Yesterday, the House passed H.R. 822, the National Right-to-Carry Reciprocity Act of 2011.  This bill would allow a person licensed to carry a concealed firearm in one state to do so in another state, notwithstanding the laws of the other state.

As an all-weather federalist, I have to disagree with some of my gun-toting friends here.*  Concealed carry is an issue that each state should decide for itself.
AP reports:

"The Second Amendment is a fundamental right to bear arms that should not be constrained by state boundary lines," said GOP Rep. Lamar Smith of Texas, chairman of the House Judiciary Committee.
That is correct as far as it goes.  The individual right issue was settled in Heller, and the incorporation issue was settled in McDonald.  If a state law does violate the Second Amendment, then it should be struck down as unconstitutional.  However, Heller itself says at page 54, "the majority of the 19th-century courts to consider the question held that prohibitions on carrying concealed weapons were lawful under the Second Amendment or state analogues."  Unless these decisions are overruled, and Heller gives no indication they should be, then the state concealed carry laws are consistent with the Second Amendment.

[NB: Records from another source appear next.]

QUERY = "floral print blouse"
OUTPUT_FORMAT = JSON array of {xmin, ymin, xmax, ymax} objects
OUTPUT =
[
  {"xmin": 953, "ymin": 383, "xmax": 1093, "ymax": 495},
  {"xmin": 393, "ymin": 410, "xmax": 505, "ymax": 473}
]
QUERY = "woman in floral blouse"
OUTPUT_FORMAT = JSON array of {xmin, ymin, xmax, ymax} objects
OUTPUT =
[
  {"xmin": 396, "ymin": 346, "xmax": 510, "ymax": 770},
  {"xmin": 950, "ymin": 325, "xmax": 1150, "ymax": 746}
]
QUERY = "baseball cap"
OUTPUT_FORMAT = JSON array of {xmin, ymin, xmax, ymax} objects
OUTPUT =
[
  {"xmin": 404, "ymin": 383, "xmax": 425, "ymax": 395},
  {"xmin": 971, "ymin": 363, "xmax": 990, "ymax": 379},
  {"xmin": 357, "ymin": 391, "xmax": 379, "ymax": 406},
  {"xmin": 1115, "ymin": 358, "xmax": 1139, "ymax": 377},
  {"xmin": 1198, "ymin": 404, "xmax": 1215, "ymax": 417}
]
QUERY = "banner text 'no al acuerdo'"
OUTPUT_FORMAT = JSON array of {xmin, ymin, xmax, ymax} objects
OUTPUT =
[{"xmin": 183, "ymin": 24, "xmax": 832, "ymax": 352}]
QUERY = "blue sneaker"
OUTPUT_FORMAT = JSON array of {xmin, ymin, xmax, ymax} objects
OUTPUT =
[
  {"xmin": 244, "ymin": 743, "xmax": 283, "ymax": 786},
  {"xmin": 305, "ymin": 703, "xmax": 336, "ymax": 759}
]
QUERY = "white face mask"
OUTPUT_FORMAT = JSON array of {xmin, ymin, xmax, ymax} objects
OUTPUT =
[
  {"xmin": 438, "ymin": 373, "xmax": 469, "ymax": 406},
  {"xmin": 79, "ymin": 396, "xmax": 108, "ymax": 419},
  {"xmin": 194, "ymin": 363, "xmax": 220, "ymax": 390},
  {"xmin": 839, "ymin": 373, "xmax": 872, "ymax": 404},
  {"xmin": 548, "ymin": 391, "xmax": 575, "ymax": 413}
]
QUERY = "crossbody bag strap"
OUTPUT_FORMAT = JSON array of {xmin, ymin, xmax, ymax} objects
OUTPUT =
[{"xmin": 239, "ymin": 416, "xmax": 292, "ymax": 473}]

If the Constitution allows a state to decide an issue, then a person traveling into a state has to abide by that state's choice.  He can't carry his state's choice with him.  If the freeway speed limit is 80 in Utah and 60 in Hawaii, a Utah resident has no valid gripe if he is ticketed doing 80 in Honolulu.  If you can't or won't abide by a state's constitutional choice, don't go there.

Does Congress even have the authority to enact this law?  Doubtful, but hopefully we won't find out.

* This is my personal opinion.  CJLF has taken no position on the issue.


Not being a lawyer, what about "full faith and credit"?

That requires states to give effect to court judgments, etc., of other states, but it does not require one state to give another state's substantive laws effect within its own territory.